Congress leader takes heart from people’s ‘civil disobedience’
P Chidambaram (left) and Manmohan Singh at the book release on Wednesday

Sanjay K. Jha   |   New Delhi   |   Published 05.02.20, 09:32 PM

Congress leader P. Chidambaram on Wednesday compared the ongoing nationwide protests against the citizenship law with the civil disobedience movement, arguing that citizens are demonstrating Mahatma Gandhi’s moral courage in the face of injustice.

Speaking at a book release, Chidambaram argued that the very foundation of India had come under attack and a debate had started on the future of the republic.

“If you are secular, you are condemned as anti-national, your patriotism is questioned, you are accused of speaking the language of Pakistan,” he said.

“Many of these people will have their citizenship questioned in future. The debate on secularism has shifted to a debate on citizenship. The founding fathers of India tried to build a concept of citizenship based on Constitution, rather than religion, race, language, culture… As long as this is propagated by Savarkar or Golwalkar, one can laugh it away. But when this becomes a political project executed by the state, what will happen to the constitutional citizenship?” the former Union minister asked.

Chidambaram said a “politicised religion” was taking over the state and institutions, and those refusing to subscribe to the “politicisation of religion” were being questioned.

But he expressed relief that people and the youth had risen in protest. “Hitler demanded complete obedience to the supreme leader. Gandhi launched non-cooperation (with the British), showing moral courage in the face of injustice. People coming out to protest are practising Gandhi’s civil disobedience,” Chidambaram said.

Prime Minister Narendra Modi has said the protests are a ploy to weaken social harmony and several ministers in his government have condemned them as “anti-national”.

Home minister Amit Shah has been repeatedly asking Delhi’s voters to press the EVM button so hard that Shaheen Bagh, the longest continuous protest against the citizenship law that is now seen as the symbolic epicentre of the anti-CAA movement, gets an electric shock.

If the BJP leaders have been describing those extending moral support to Shaheen Bagh as traitors, Chidambaram has likened the protest to the freedom struggle.

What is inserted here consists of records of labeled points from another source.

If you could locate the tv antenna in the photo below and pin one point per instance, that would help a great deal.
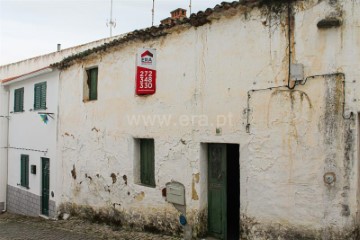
(111, 23)
(190, 7)
(153, 11)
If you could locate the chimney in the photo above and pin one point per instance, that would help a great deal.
(179, 13)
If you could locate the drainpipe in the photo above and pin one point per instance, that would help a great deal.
(290, 44)
(7, 149)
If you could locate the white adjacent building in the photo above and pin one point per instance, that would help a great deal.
(29, 106)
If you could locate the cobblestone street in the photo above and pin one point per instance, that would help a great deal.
(20, 227)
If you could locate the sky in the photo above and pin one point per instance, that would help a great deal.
(30, 28)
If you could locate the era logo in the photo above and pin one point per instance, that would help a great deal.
(147, 57)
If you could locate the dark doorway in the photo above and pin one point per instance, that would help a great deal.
(45, 185)
(223, 190)
(233, 191)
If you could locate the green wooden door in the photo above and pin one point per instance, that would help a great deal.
(45, 183)
(217, 223)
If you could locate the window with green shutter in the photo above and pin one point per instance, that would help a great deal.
(19, 100)
(92, 81)
(40, 96)
(24, 171)
(147, 162)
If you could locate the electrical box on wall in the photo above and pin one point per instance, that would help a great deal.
(297, 72)
(33, 169)
(175, 193)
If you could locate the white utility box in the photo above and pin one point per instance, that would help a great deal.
(175, 193)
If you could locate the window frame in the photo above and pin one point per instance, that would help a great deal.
(19, 100)
(92, 80)
(40, 96)
(147, 169)
(24, 171)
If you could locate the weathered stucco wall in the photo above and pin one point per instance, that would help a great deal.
(290, 140)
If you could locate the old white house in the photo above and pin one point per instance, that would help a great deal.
(31, 145)
(29, 106)
(242, 118)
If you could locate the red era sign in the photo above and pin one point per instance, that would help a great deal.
(145, 81)
(146, 71)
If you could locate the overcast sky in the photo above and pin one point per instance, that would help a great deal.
(29, 28)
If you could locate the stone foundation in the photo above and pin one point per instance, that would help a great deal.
(21, 201)
(155, 220)
(250, 229)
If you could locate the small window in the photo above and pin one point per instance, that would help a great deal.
(147, 162)
(24, 171)
(92, 79)
(40, 96)
(19, 100)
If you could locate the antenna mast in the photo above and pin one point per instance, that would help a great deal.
(190, 7)
(153, 11)
(111, 23)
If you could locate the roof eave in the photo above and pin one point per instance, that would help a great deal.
(26, 76)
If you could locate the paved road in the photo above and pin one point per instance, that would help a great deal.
(20, 227)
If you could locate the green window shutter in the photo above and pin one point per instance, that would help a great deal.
(92, 83)
(19, 100)
(24, 171)
(147, 162)
(40, 96)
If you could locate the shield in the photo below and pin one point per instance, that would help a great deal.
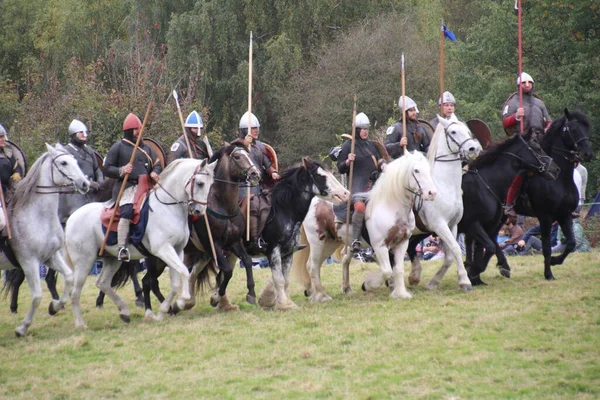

The CPM general secretary Sitaram Yechury said at the book release: “This is the defining moment for the future of the Indian republic. The redeeming factor is that youngsters have come out using symbols of nationalism — from the Tricolour to the Preamble of the Constitution — to oppose the citizenship law.”

Yechury said the RSS vision is antagonistic to the idea of India.

Former Prime Minister Manmohan Singh and former Vice-President Hamid Ansari were also present.

Shashi Tharoor, one of the contributors to the book Vision for a Nation: Paths & Perspectives,” edited by Ashish Nandy and Aakash Singh Rathore, said: “Fourteen volumes will be published under the series Rethinking India and 140 academics, policy-makers activists and intellectuals will contribute.”

Chidambaram said it was an “unhappy” development that “we have to rethink India after 70 years of Independence instead of re-imagining and rebuilding India” because somebody was attacking the roots of Indian democracy and culture.